Jul 17, 2021

Night and Fog

Saw Night and Fog, a fairly heavy film essay about the holocaust that lasts about half an hour but feels much longer.  It contains a lot of archival and newly shot footage of the death camps, with a narrator speaking over it.  At times the narration is ironical and stark, at other times almost despairing of this project, feeling like a DVD commentary:  "we are slowly following these tracks, what do we hope to find?"   "we can show you only the surface of what happened here."  Indeed, the footage and the facts, we are all somewhat familiar with, but the reality was far more harrowing than we can understand or imagine.
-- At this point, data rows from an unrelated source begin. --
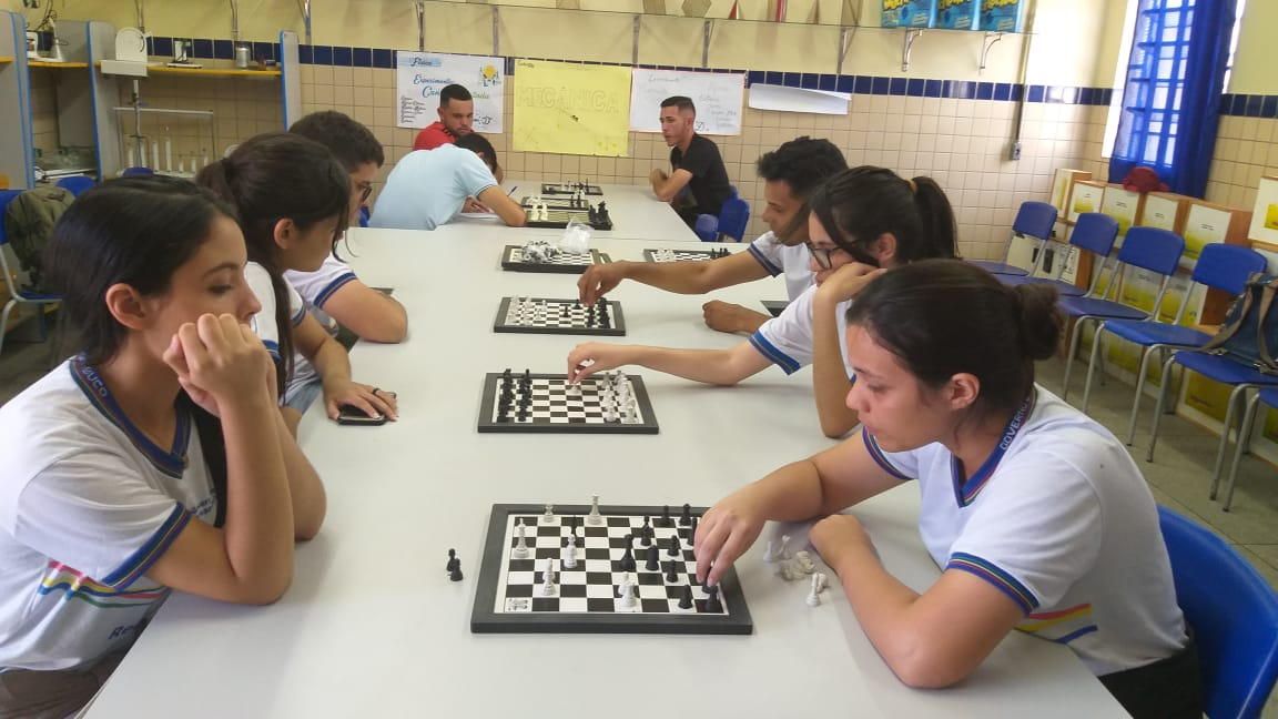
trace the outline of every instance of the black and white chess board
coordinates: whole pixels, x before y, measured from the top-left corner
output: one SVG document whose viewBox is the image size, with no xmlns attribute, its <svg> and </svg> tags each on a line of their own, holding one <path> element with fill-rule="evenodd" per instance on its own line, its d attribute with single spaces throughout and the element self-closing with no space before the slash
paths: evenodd
<svg viewBox="0 0 1278 719">
<path fill-rule="evenodd" d="M 489 372 L 479 400 L 481 432 L 643 434 L 661 430 L 643 377 L 599 372 L 575 385 L 567 375 Z"/>
<path fill-rule="evenodd" d="M 648 262 L 685 262 L 698 260 L 718 260 L 727 257 L 731 252 L 726 247 L 720 249 L 657 249 L 643 251 L 643 258 Z"/>
<path fill-rule="evenodd" d="M 602 297 L 593 306 L 576 299 L 502 297 L 492 331 L 624 336 L 626 320 L 620 302 Z"/>
<path fill-rule="evenodd" d="M 507 244 L 501 253 L 501 269 L 515 273 L 561 273 L 581 274 L 590 265 L 603 265 L 612 258 L 598 249 L 587 252 L 558 252 L 553 257 L 534 262 L 524 257 L 524 248 L 518 244 Z"/>
<path fill-rule="evenodd" d="M 488 518 L 479 583 L 470 614 L 472 632 L 552 633 L 689 633 L 749 635 L 754 631 L 736 572 L 728 569 L 718 585 L 721 606 L 697 581 L 691 525 L 661 525 L 662 507 L 601 507 L 598 525 L 588 522 L 590 507 L 555 507 L 547 517 L 534 504 L 495 504 Z M 695 514 L 704 513 L 694 508 Z M 679 513 L 677 510 L 675 512 Z M 658 548 L 658 569 L 647 568 L 644 518 Z M 520 558 L 519 522 L 527 554 Z M 575 527 L 575 564 L 565 567 L 569 536 Z M 633 606 L 619 586 L 625 577 L 626 535 L 633 537 L 634 571 L 629 572 Z M 677 554 L 668 550 L 677 537 Z M 546 563 L 552 563 L 552 589 L 544 587 Z M 670 574 L 674 560 L 674 574 Z M 690 587 L 690 590 L 688 589 Z M 680 604 L 690 592 L 691 606 Z M 717 610 L 714 610 L 717 609 Z"/>
<path fill-rule="evenodd" d="M 603 189 L 597 184 L 590 184 L 589 180 L 542 183 L 542 194 L 576 194 L 583 191 L 587 194 L 603 194 Z"/>
</svg>

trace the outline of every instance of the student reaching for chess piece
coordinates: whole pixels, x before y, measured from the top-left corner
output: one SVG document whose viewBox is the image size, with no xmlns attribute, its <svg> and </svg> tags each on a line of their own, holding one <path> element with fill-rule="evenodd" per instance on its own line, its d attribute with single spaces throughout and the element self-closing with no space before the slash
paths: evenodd
<svg viewBox="0 0 1278 719">
<path fill-rule="evenodd" d="M 196 182 L 235 206 L 248 244 L 244 276 L 262 302 L 253 329 L 279 363 L 281 408 L 296 432 L 322 393 L 330 420 L 351 406 L 395 418 L 394 393 L 350 379 L 346 349 L 305 311 L 284 270 L 314 271 L 346 229 L 350 178 L 328 150 L 298 134 L 267 133 L 206 165 Z"/>
<path fill-rule="evenodd" d="M 1059 343 L 1054 302 L 1052 288 L 1005 287 L 957 260 L 875 278 L 843 335 L 861 431 L 707 510 L 698 577 L 714 585 L 766 521 L 815 519 L 809 541 L 906 684 L 957 683 L 1021 629 L 1074 650 L 1136 716 L 1200 716 L 1149 486 L 1120 440 L 1034 384 L 1034 361 Z M 910 480 L 943 568 L 921 594 L 838 513 Z"/>
<path fill-rule="evenodd" d="M 230 206 L 110 180 L 45 257 L 75 354 L 0 408 L 4 716 L 74 715 L 171 590 L 275 601 L 326 508 L 248 328 Z"/>
<path fill-rule="evenodd" d="M 570 381 L 622 365 L 734 385 L 777 365 L 787 375 L 813 365 L 813 397 L 822 432 L 840 438 L 856 426 L 843 398 L 855 372 L 841 342 L 843 315 L 856 293 L 883 270 L 955 256 L 955 219 L 930 178 L 883 168 L 845 170 L 809 201 L 806 248 L 815 285 L 730 349 L 670 349 L 587 343 L 567 356 Z"/>
<path fill-rule="evenodd" d="M 813 285 L 808 239 L 808 201 L 826 179 L 847 169 L 843 154 L 828 139 L 797 137 L 763 154 L 763 221 L 768 232 L 746 252 L 693 262 L 613 261 L 587 267 L 576 283 L 580 302 L 593 304 L 621 280 L 633 280 L 679 294 L 705 294 L 767 276 L 785 275 L 791 301 Z M 702 306 L 705 325 L 722 333 L 754 333 L 771 319 L 740 304 L 711 299 Z"/>
</svg>

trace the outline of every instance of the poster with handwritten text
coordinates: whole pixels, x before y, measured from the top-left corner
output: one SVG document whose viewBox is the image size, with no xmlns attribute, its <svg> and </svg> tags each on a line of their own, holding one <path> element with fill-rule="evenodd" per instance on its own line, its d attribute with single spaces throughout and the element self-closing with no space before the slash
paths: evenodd
<svg viewBox="0 0 1278 719">
<path fill-rule="evenodd" d="M 501 133 L 505 109 L 502 83 L 506 61 L 481 55 L 445 55 L 442 52 L 397 51 L 395 61 L 395 124 L 401 128 L 424 128 L 440 119 L 440 91 L 460 84 L 470 91 L 475 104 L 474 130 L 481 134 Z"/>
<path fill-rule="evenodd" d="M 515 60 L 519 151 L 625 157 L 630 68 Z"/>
<path fill-rule="evenodd" d="M 634 70 L 630 88 L 630 129 L 661 132 L 661 101 L 682 95 L 697 106 L 695 129 L 700 134 L 741 134 L 743 73 L 688 73 Z"/>
</svg>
The narrator starts the film pointing out the the irony of the banal and common details of the camps.  Some are constructed like garages, we are told, others like stadiums.  Architects and surveyors were involved, everything so dry, so calm.  The banality of evil.  As the film progresses, we are told of the strange make-believe society in the camps - there were hospitals and prisons, bordellos and (in some) even zoos and greenhouses.  As the film goes on, we see fresh, healthy prisoners juxtaposed with skeletal long-timers.  Puzzles and knots of chests and limbs lying in snow and dirt.  It's very upsetting.

The film was apparently made as a commentary on the then-current invasion of Algiers by the French and of course today the message of vigilance against genocide and mass murder is as unfortunately salient as ever.  We have a montage of prison guards, workers, and politicians all denying responsibility.